为什么单向链表需要嵌套结构？

Question

I'm new to data structures and algorithms. Right know I'm learning singly linked lists and I'm confused with a piece of code that creates a linked list.

#include<stdio.h>
#include<stdlib.h>

struct node
{
    int data;
    struct node *next;
};

int main()
{
    int n;
    struct node *head = NULL;
    head = malloc(sizeof(struct node));

    head->data = 36; 
    head->next = NULL;

    printf("%d", head->data);
}

My question is why we have to use struct node *next; part in order to refer to memory location of next node.
Why can't we instead use int *next ?

Answer 1

This definition

struct node
{
    int data;
    struct node *next;
};

explains
"This is a node, carrying info on an int and pointing to another node (if not NULL), which in turn might point to yet another node... and so on."
A typical linked list.

This is what I understand your alternative to be:

struct node
{
    int data;
    int *next;
};

And it would explain:
"This is a node, carrying info on an int and pointing to another int (if not NULL)."
But an int cannot provide access to yet another int. So this one can provide access to info on one or two ints.
The idea of a linked list, in contrast, is however that it can (assuming memory) provide access to an indeterminate and quite high number of nodes.

Answer 2

In fact, you may write like

struct node
{
    int data;
    int *next;
};

To allocate the head node you can write (as you already did)

head = malloc(sizeof(struct node));

head->data = 36; 
head->next = NULL;

If you want to allocate the next node you have to write

head->next = malloc( sizeof( struct node ) );

But to assign values to the newly created node you have to write

( ( struct node * )head->next )->data = 37;
( ( struct node * )head->next )->next = NULL;

Such a code will only confuse readers of the code.
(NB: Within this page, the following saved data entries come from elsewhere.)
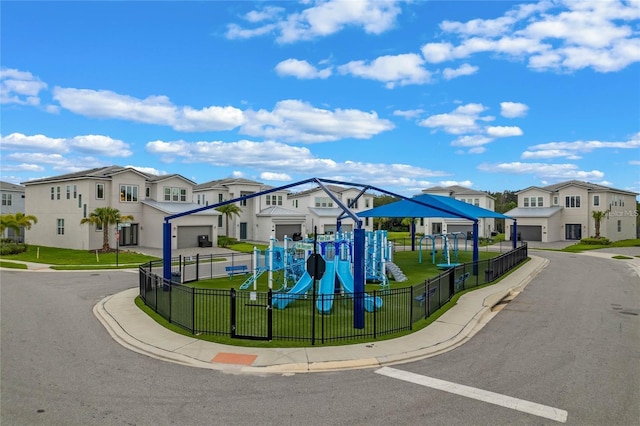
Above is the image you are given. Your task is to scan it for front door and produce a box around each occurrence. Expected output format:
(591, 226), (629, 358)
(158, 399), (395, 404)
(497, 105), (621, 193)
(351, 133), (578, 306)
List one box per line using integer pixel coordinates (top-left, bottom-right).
(432, 222), (442, 234)
(120, 224), (139, 246)
(565, 224), (582, 240)
(239, 222), (247, 240)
That is you are allocating memory for an object of the type struct node but then you are interpreting the pointer to the allocated memory as having the type int * instead of using a pointer of the type struct node * . And then again to assign values tp an object of the type struct node you need to cast the pointer of the type int * to the type struct node * . Such a code is error-prone.